Jean-Claude et ses drôles de pigeons culbutants

Photo : Jacques Quinton

Vous connaissez le pigeon voyageur, peut-être le pigeon « rouleur », « plongeur » ou « claqueur ». Et le culbutant ? Jean-Claude nous invite à le découvrir. Renversant.

 

C’est un drôle de spectacle que nous offre Jean-Claude. A une vingtaine de mètres au-dessus de sa tête, sept pigeons volent, groupés. Et puis, d’un coup, ils se mettent à tourner sur eux-mêmes, plus exactement à « culbuter » puisque c’est le nom qui leur a été donné : pigeons culbutants.

On connaissait les pigeons voyageurs qui sont élevés pour parcourir des distances plus ou moins longues lors de concours. Moins les culbutants. Ils sont une petite poignée de passionnés en France à pratiquer cette activité.

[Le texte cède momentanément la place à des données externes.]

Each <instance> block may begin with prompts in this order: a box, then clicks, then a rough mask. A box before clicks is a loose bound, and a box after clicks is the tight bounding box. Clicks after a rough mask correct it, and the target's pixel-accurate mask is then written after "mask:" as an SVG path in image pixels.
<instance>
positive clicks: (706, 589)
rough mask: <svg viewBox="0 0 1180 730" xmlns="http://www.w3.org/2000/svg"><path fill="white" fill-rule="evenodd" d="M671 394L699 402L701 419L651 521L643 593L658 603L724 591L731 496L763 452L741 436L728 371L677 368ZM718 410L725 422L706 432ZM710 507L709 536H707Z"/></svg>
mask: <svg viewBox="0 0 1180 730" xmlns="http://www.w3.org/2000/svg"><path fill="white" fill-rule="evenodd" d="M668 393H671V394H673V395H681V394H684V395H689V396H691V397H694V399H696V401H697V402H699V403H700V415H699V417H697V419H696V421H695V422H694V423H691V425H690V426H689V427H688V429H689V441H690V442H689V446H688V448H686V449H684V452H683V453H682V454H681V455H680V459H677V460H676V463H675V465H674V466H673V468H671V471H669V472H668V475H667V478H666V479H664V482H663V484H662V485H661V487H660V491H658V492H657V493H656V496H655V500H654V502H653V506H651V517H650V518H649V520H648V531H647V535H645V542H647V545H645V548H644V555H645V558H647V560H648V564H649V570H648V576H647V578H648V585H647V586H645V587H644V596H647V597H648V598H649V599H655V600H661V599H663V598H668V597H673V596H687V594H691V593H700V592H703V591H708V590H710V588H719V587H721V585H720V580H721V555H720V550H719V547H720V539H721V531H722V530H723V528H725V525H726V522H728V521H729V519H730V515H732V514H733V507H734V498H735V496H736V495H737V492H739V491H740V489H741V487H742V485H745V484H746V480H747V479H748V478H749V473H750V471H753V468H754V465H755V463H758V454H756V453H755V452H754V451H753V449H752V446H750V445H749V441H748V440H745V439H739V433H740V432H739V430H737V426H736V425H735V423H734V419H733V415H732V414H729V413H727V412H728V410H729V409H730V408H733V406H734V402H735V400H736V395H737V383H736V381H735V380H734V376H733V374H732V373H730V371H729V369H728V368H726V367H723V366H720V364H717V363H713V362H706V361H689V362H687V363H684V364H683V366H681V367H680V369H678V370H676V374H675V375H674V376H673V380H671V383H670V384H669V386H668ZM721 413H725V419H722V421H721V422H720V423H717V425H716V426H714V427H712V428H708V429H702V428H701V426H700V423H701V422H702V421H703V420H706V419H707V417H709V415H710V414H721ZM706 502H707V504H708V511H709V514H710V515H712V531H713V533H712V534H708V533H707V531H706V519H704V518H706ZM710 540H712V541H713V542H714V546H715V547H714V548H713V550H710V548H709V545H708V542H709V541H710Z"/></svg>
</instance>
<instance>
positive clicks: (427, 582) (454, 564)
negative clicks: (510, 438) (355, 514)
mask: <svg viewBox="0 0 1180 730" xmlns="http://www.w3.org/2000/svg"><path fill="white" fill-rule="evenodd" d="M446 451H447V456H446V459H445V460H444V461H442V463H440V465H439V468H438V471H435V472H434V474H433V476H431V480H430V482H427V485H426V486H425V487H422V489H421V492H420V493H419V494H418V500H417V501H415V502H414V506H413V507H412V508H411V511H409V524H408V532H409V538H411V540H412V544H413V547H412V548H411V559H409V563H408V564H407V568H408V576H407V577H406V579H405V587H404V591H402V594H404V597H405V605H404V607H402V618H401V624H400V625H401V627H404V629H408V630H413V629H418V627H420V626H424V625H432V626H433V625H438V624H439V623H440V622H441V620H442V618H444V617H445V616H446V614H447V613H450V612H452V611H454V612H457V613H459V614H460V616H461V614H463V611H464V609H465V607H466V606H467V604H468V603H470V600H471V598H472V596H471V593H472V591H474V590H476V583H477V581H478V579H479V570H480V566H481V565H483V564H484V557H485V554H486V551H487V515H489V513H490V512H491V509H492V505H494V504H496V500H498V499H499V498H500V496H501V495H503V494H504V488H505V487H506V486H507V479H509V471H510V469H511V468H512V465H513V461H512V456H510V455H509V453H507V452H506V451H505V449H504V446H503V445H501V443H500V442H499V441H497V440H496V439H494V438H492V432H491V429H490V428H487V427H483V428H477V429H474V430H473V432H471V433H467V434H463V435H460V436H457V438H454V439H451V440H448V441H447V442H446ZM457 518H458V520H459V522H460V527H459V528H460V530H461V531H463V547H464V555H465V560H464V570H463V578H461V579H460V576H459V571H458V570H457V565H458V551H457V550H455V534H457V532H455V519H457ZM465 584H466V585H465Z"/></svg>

Comme Jean-Claude.

Photo : Jacques Quinton

Jean-Claude, un retraité très actif, soucieux de faire partager ses passions et ses connaissances, est devenu colombophile (art d’élever des pigeons) avec les culbutants, grâce à un voisin de Renac, André Février. Premiers pigeons en 1978, première compétition en 1979. Les culbutants ont toujours les préférences de Jean-Claude.

L’art de la pirouette

« Ce que j’aime avec les culbutants, c’est que je les vois évoluer, quand le pigeon voyageur parcourt parfois des centaines de kilomètres… Le colombophile n’a qu’à l’attendre chez lui, en scrutant le ciel. » Avec ses drôles de pigeons, l’éleveur a au contraire tout loisir d’admirer leurs prouesses. Et leurs pirouettes. Lors des compétitions, le but est que l’oiseau en accomplisse un maximum, mais attention, pas n’importe comment !

« L’exécution doit être rapide et descendante. Le pigeon doit être deux ou trois mètres plus bas quand il sort de sa pirouette, avec les deux ailes parallèles, prêt à repartir. Les juges qui comptent les figures sont attentifs à tout cela avant de valider la pirouette. »

Lâchés par deux ou trois, c’est l’ensemble des culbutes effectuées qui est totalisé. Jean-Claude participe à des compétitions européennes.

Mystérieux colombophile

Bien entendu, la question qui vous chatouille, c’est : comment fait-on pour avoir des champions ? Si les colombophiles sont très attentifs à leurs progénitures, il y a une grande part de mystère et de chance. « On peut avoir un pigeon qui culbute souvent mais réalise des pirouettes trop longues, d’autres en font moins mais elles sont trop courtes… En fonction de nos observations, on choisit de les accoupler avec l’un ou l’autre. Mais, il faut avouer, c’est pas mathématique tout ça ! »

Photo : Cactus

Au bout d’une petite demi-heure, la récréation est terminée, Jean-Claude siffle la fin de la partie. Ils reviennent vers lui, attirés par les graines qu’il tient à la main. Plus le prochain concours approchera, plus l’entraînement sera intensif et organisé. « Je les emmène à 3 ou 4 kilomètres de chez moi et je les entraîne à revenir. Et tous les jours, je change d’endroit. » Il ne sait pas exactement combien il en a dans son pigeonnier… Mais, s’il lui en manque un, il le sent.